Aux termes de l’article 700 du même code, le juge condamne la partie tenue aux dépens à payer à l’autre partie, au titre des frais exposés et non compris dans les dépens, la somme qu’il détermine en tenant compte de l’équité.
Cependant, l’équité justifie que chaque partie conserve la charge de ses frais irrépétibles.

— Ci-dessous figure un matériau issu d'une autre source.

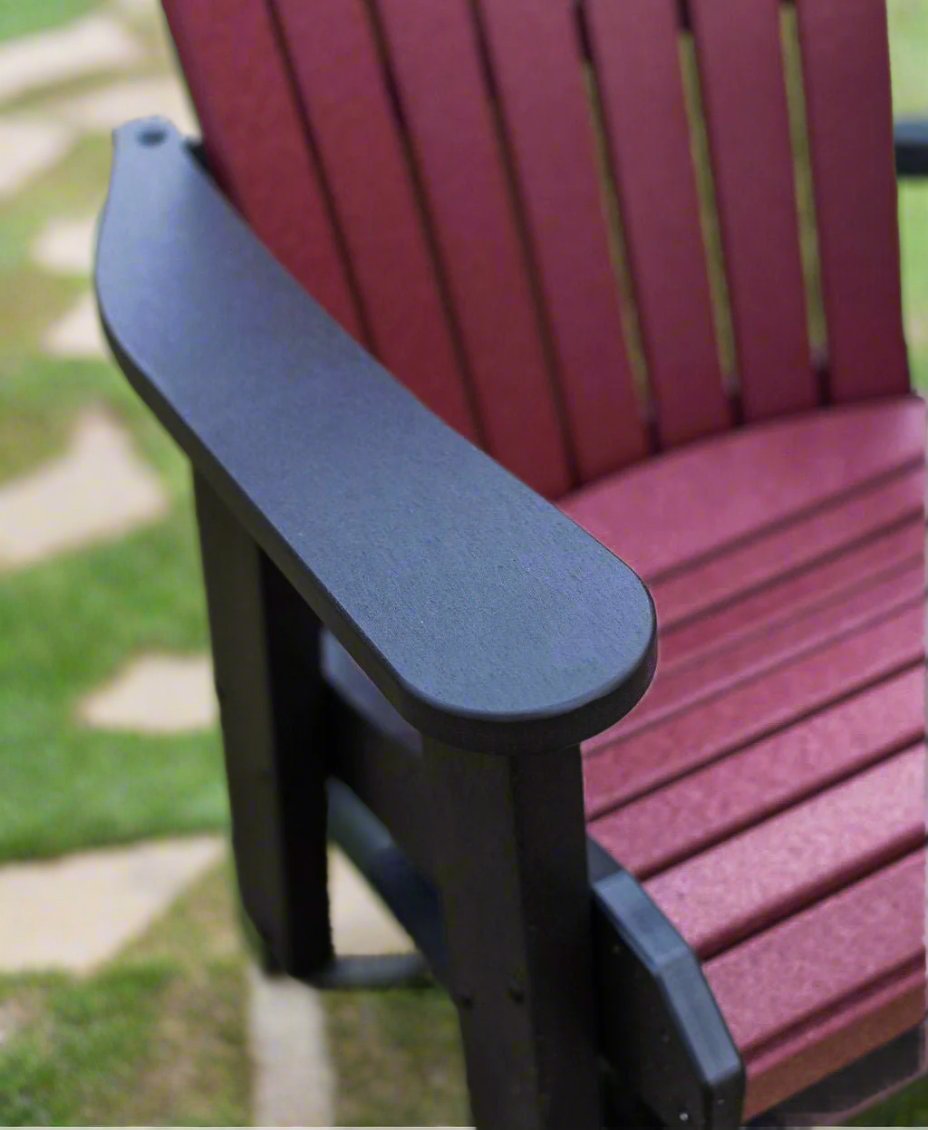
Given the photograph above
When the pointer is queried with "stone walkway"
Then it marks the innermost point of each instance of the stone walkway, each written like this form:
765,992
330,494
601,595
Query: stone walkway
78,912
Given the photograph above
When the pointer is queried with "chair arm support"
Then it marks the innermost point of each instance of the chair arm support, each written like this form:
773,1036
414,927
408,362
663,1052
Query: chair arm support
485,616
911,147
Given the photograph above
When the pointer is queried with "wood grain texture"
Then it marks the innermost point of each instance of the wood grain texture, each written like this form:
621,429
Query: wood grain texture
536,59
774,869
846,66
853,957
712,495
747,120
707,807
870,527
714,671
334,55
616,771
435,54
635,46
256,144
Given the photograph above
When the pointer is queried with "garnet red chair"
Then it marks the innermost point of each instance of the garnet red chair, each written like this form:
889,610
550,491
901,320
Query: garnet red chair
581,235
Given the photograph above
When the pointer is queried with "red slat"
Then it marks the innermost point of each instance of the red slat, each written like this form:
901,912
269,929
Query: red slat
731,663
256,142
617,771
538,66
636,55
772,561
826,966
868,1020
744,94
707,496
748,883
846,64
335,61
692,814
436,59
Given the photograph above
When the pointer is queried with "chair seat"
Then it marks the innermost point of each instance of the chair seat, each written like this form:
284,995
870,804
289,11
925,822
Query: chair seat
769,790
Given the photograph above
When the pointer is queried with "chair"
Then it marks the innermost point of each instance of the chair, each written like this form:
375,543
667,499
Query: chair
634,266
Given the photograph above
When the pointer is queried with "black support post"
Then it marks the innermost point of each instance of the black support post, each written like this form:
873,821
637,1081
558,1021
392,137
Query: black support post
274,716
512,874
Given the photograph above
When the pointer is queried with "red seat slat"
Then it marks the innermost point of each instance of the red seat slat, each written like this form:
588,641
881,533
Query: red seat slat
745,98
748,883
874,528
846,64
334,55
536,58
690,815
435,55
635,46
844,1034
616,771
823,964
687,504
731,663
256,142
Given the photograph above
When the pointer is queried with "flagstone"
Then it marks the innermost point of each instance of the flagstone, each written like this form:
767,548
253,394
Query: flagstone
28,147
77,333
293,1081
96,490
77,912
155,694
109,106
66,246
95,43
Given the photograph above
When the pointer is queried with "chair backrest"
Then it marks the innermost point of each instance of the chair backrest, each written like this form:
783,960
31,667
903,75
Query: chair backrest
579,229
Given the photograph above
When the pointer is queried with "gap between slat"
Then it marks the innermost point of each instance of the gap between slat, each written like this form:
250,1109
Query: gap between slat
615,227
709,214
783,523
328,196
427,223
526,243
805,194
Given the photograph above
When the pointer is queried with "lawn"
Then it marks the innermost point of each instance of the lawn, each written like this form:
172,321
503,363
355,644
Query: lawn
158,1034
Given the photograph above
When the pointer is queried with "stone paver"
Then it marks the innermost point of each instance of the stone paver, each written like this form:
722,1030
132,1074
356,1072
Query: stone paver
66,246
77,333
361,923
155,694
293,1080
98,489
28,146
94,43
76,912
104,109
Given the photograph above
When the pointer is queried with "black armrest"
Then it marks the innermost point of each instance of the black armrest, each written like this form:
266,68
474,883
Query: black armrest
911,146
488,618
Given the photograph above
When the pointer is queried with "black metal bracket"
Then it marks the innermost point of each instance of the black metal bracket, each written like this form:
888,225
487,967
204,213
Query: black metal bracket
660,1024
911,147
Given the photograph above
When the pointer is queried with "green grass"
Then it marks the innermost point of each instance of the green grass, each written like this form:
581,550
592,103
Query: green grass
23,17
909,38
398,1059
155,1037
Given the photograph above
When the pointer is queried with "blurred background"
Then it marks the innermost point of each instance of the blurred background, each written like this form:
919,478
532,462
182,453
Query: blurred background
126,992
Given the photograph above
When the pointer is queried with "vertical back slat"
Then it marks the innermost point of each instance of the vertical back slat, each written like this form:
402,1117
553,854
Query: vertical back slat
635,45
537,59
846,66
435,54
256,142
335,60
740,63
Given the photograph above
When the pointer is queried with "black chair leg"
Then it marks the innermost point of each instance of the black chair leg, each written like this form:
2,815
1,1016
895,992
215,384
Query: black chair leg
274,714
512,875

Il convient de rappeler que l’exécution provisoire de la présente ordonnance est de droit.
PAR CES MOTIFS,
Statuant publiquement par mise à disposition au greffe, par ordonnance contradictoire et en premier ressort,
Au principal, RENVOYONS les parties à se pourvoir ainsi qu’elles aviseront, et dès à présent, vu l’urgence :
CONSTATONS que Monsieur [X] [M] a quitté les lieux en cours de procédure et que Madame [W] [C] et Monsieur [G] [C] ne maintiennent pas leurs demandes relatives au constat de la résiliation du bail, à l’expulsion et à la condamnation à une indemnité d’occupation ;
CONDAMNONS Monsieur [X] [M] à payer à Madame [W] [C] et Monsieur [G] [C] à titre d’indemnité provisionnelle la somme de 1.342,55 euros au titre de l’arriéré de loyers, indemnités d’occupations et charges locatives, ainsi que les réparations locatives, dus à la date du 20/11/2024 ;
CONDAMNONS Madame [W] [C] et Monsieur [G] [C] à payer à Monsieur [X] [M] la somme provisionnelle de 300 euros au titre du préjudice de jouissance ;
ORDONNONS la compensation des créances réciproques détenues par Madame [W] [C] et Monsieur [G] [C] d’une part et Monsieur [X] [M] d’autre part, les à l’égard de l’autre;
En conséquence, CONDAMNONS, Monsieur [X] [M] à payer à Madame [W] [C] et Monsieur [G] [C] la somme de 1.042,55 avec intérêts au taux légal à compter de la présente décision;
ACCORDONS à Monsieur [X] [M] la faculté de se libérer de sa dette en principal, intérêts, frais de procédure, à raison de mensualités de 86 euros, payables au plus tard le dernier jour de chaque mois, dans la limite de 12 mois, le premier versement devant intervenir dans le mois suivant la signification de la présente décision ;
DISONS qu’en cas de nouvelle défaillance de Monsieur [X] [M] dans le respect des délais de paiement ainsi accordés, le solde de la dette deviendra immédiatement exigible ;
CONDAMNONS Monsieur [X] [M] aux dépens ;
LAISSONS à chaque partie les frais exposés au titre de l’article 700 du code de procédure civile ;
REJETONS le surplus des demandes ;
RAPPELONS que la présente ordonnance est exécutoire à titre provisoire ;
Ainsi jugé les jour, mois et an susdits.